I have cut a fair amount of wood on my bandsaw for guitar builders over the years and the quartered stock is just hard to beat for stability.

I start my preparation by selecting the wood at the log(sawyer's site). You pay more but some of the better sawyers with Woodmizers and other horizontal bandsaws can give you premium stock that you just can not find standing up on a wall in Gibsonville.

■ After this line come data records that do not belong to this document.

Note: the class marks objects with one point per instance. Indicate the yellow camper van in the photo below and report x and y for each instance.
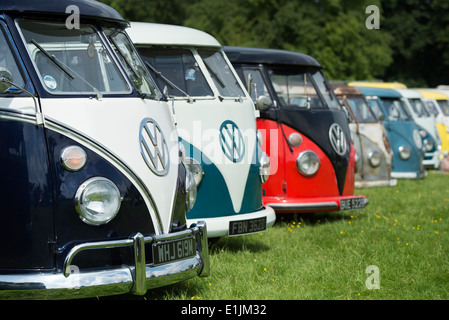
(437, 103)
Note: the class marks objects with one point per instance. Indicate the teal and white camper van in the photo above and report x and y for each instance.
(216, 121)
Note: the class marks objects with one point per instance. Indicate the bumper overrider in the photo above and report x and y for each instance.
(135, 279)
(322, 204)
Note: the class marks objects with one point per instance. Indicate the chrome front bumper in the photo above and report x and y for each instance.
(135, 279)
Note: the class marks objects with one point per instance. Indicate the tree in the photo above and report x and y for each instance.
(159, 11)
(421, 47)
(332, 31)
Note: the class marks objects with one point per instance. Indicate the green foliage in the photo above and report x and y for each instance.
(332, 31)
(411, 46)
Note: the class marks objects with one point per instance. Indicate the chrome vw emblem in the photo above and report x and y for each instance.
(153, 147)
(231, 140)
(338, 139)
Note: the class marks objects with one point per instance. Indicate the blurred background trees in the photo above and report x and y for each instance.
(411, 46)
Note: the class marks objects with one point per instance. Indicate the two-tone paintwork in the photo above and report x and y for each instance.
(402, 132)
(47, 250)
(231, 188)
(374, 155)
(287, 190)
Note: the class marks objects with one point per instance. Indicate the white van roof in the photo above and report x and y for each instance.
(165, 34)
(409, 93)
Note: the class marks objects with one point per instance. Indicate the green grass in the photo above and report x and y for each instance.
(403, 231)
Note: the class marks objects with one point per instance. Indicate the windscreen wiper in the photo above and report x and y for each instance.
(170, 83)
(220, 82)
(67, 70)
(59, 64)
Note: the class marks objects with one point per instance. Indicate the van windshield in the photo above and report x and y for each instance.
(395, 109)
(418, 108)
(301, 88)
(177, 70)
(221, 73)
(361, 110)
(7, 61)
(72, 61)
(132, 63)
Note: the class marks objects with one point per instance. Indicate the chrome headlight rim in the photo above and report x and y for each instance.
(86, 214)
(375, 158)
(73, 158)
(194, 167)
(405, 152)
(428, 144)
(304, 156)
(264, 167)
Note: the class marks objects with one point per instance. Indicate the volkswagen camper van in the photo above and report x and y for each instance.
(419, 114)
(426, 121)
(403, 133)
(216, 124)
(437, 103)
(374, 156)
(93, 193)
(305, 131)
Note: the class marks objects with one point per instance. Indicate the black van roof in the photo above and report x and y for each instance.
(90, 8)
(269, 56)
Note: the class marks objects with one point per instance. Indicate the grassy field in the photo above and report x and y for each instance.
(402, 235)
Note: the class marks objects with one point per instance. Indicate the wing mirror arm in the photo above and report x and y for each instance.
(7, 82)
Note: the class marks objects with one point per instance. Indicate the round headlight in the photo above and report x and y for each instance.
(97, 201)
(190, 190)
(295, 139)
(404, 152)
(195, 169)
(265, 167)
(417, 139)
(308, 163)
(73, 158)
(375, 157)
(428, 144)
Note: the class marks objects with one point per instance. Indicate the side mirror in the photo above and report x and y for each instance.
(5, 80)
(263, 102)
(250, 83)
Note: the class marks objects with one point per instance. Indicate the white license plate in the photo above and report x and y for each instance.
(169, 251)
(352, 203)
(247, 226)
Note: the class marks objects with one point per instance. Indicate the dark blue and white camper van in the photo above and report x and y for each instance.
(93, 192)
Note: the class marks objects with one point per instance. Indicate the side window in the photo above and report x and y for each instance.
(7, 60)
(259, 88)
(376, 109)
(221, 73)
(295, 88)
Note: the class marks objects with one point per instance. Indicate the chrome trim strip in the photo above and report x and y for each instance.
(15, 115)
(123, 279)
(304, 206)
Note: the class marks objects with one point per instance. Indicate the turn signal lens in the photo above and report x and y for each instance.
(73, 158)
(295, 139)
(308, 163)
(404, 152)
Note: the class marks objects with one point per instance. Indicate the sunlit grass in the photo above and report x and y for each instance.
(403, 232)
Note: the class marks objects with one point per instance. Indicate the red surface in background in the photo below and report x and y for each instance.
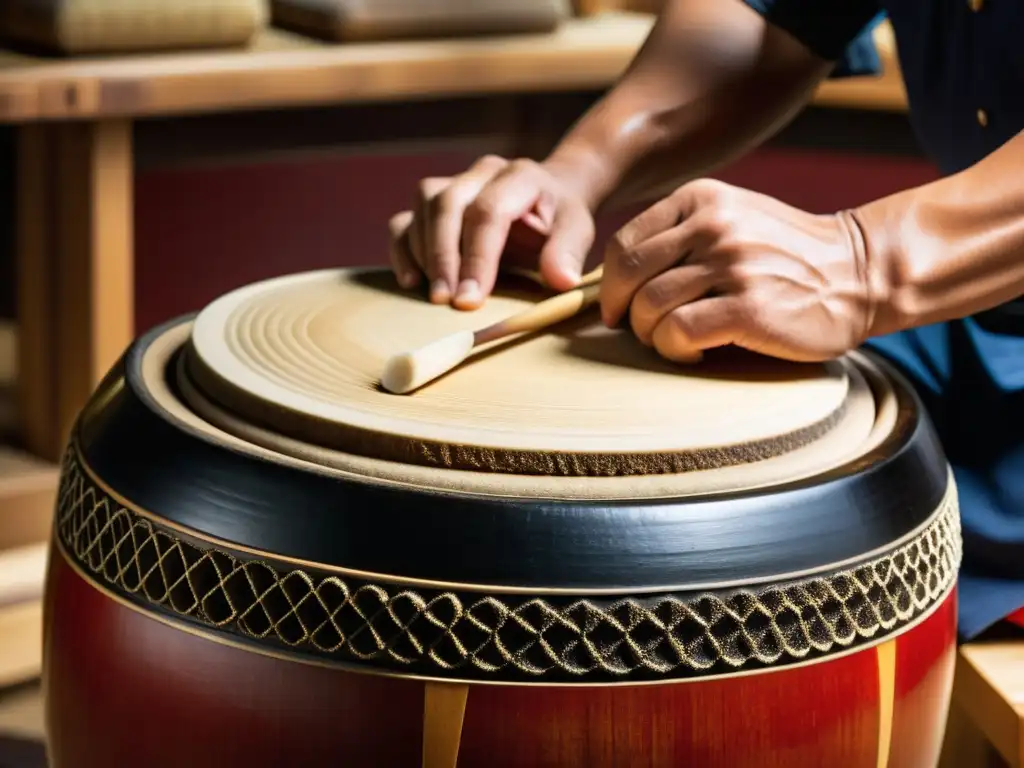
(203, 232)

We have several sawyers on the forum who cut and stock some very high quality domestic wood. It comes down to how much time are you willing to put into finding, selecting and storing the best quality wood.

Good luck in your search
Dan
 

srhardwoods

New User
Chris
I'm not sure what the numbers for Quartersawn Sapele are, but I use it quite often, has always been very stable for me. It's almost as hard as Hard Maple but machines like poplar. I'm doing a set of cabinets right now, and i had all the rails and styles cut, sanded and I got pulled off that project for a couple weeks. Went to assemble and everything was still nice and flat.
IMG_1353.JPGIMG_1142.JPGIMG_1144.JPG
 

danmart77

Dan
Corporate Member
Chris that looks beautiful to me. I too use sapele instead of mahogany for some projects where I can substitute one for the other. The price is right that's for sure.

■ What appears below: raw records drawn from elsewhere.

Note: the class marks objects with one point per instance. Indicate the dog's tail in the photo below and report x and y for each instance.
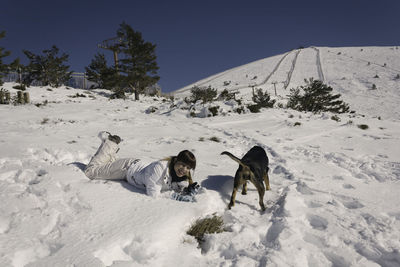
(234, 158)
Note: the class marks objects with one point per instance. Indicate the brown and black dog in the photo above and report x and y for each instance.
(253, 167)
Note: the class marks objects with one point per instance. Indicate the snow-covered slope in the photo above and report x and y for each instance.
(334, 198)
(350, 71)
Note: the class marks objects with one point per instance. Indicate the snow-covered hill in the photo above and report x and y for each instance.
(334, 198)
(353, 72)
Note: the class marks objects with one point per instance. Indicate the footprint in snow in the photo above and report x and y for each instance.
(303, 188)
(317, 222)
(348, 186)
(353, 204)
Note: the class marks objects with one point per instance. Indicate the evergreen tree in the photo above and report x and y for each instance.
(49, 69)
(263, 99)
(317, 97)
(3, 67)
(98, 72)
(20, 69)
(138, 65)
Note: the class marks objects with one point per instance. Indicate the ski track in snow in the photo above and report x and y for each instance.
(318, 213)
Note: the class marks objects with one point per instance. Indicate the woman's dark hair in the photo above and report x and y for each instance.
(188, 158)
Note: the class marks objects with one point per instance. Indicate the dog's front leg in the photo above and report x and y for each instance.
(233, 197)
(244, 190)
(266, 181)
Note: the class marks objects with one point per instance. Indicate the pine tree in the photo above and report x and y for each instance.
(317, 97)
(105, 77)
(3, 53)
(20, 69)
(138, 65)
(49, 69)
(263, 99)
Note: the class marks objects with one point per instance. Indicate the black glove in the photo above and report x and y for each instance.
(192, 189)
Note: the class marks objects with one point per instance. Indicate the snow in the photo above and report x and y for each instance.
(334, 198)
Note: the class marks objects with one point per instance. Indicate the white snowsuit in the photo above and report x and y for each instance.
(153, 177)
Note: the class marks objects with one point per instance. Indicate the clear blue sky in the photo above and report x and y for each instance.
(196, 39)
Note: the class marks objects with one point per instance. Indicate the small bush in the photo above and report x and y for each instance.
(240, 110)
(44, 121)
(226, 95)
(209, 225)
(205, 94)
(335, 118)
(254, 108)
(21, 87)
(215, 139)
(119, 93)
(263, 99)
(214, 110)
(317, 97)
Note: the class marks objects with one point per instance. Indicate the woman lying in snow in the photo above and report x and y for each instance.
(168, 174)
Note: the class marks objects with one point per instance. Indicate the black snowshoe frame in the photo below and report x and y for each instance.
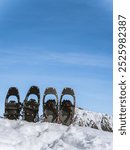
(31, 106)
(12, 107)
(50, 107)
(66, 108)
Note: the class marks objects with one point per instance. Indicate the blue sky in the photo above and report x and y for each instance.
(58, 43)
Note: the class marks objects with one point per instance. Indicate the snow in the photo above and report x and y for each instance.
(95, 120)
(22, 135)
(86, 133)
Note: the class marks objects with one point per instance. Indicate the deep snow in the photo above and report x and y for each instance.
(22, 135)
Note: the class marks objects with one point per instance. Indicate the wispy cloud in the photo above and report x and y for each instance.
(66, 58)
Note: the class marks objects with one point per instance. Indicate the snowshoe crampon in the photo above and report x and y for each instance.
(50, 106)
(31, 106)
(12, 107)
(67, 108)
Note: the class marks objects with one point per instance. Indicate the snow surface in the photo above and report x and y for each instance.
(22, 135)
(95, 120)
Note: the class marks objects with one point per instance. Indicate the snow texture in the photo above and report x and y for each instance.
(22, 135)
(95, 120)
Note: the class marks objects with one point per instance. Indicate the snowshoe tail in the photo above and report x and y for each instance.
(12, 107)
(66, 108)
(50, 107)
(31, 106)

From the photos it looks like its quartered for the stiles and rails. Very nice.

Love the panel wood on the ends.

What is the trim bead wood. Its dark.

Very nice cabinet indeed.

Dan
 

danmart77

Dan
Corporate Member
Nice stuff Chris. Do you mill your lumber? I see you have a WM and quite a storage set up in your photos. Very impressive.

Dan
 

srhardwoods

New User
Chris
Thanks Dan, yes I mill most all of my lumber. Some doesn't make sense to though.

The bead is Wenge, I did a 1/4" radius with a 1/16" shoulder to offset it from the face frame, the bead stands proud 1/16" of the doors. The figured cherry I resawed and bookmatched for the panels. The counter top is going to be solid surface Copper color (Pollystone), thought it would be nice. These are for a series of cabinets in our showroom.....if I ever get them done
IMG_1337.JPG

The other cabinets are going to be a concrete countertop I need to start making the molds for
 

srhardwoods

New User
Chris
Johnny, love your guitars. I played many years ago, and have had the itch to get back into it. I am going to build a 59 les paul some day, and have a nice piece of quilted Quartersawn Sapele I want to use for it. I don't even remember how to play. I might need to opinions on the electronics when I get to that point
 

truckjohn

New User
John
Maybe it's me - but there seems to be several problems....
One is warping and twisting from bad wood selection, bad milling, and bad drying... And any wood seems susceptible to this.
The other is the natural movement of otherwise good wood.... Some of that can be minimized by wood cutting and selection. A lot of this is generally handled within furniture design.

For me - the last one has the largest impact. Not jointing flat sawn to quarter sawn wood. Not jointing woods with different reaction to humidity.... Don't glue flat sawn oak to quarter sawn mahogany...
 

CrealBilly

New User
Jeff
Wood is wood it's gonna do what wood does that's what makes it wood after all <--- wise words from FredP :). But If you don't want it to move make your guitar out of a man made material like plastic or ...

A truss rod helps "correct" wood movement somewhat in the neck and binding helps hide it's movement along the joists.

But for me the most stable wood I've worked with is eastern red cedar although very hard to find long wide clear pieces. The next most stable was quarter sawn box elder again hard to find clear long and wide pieces.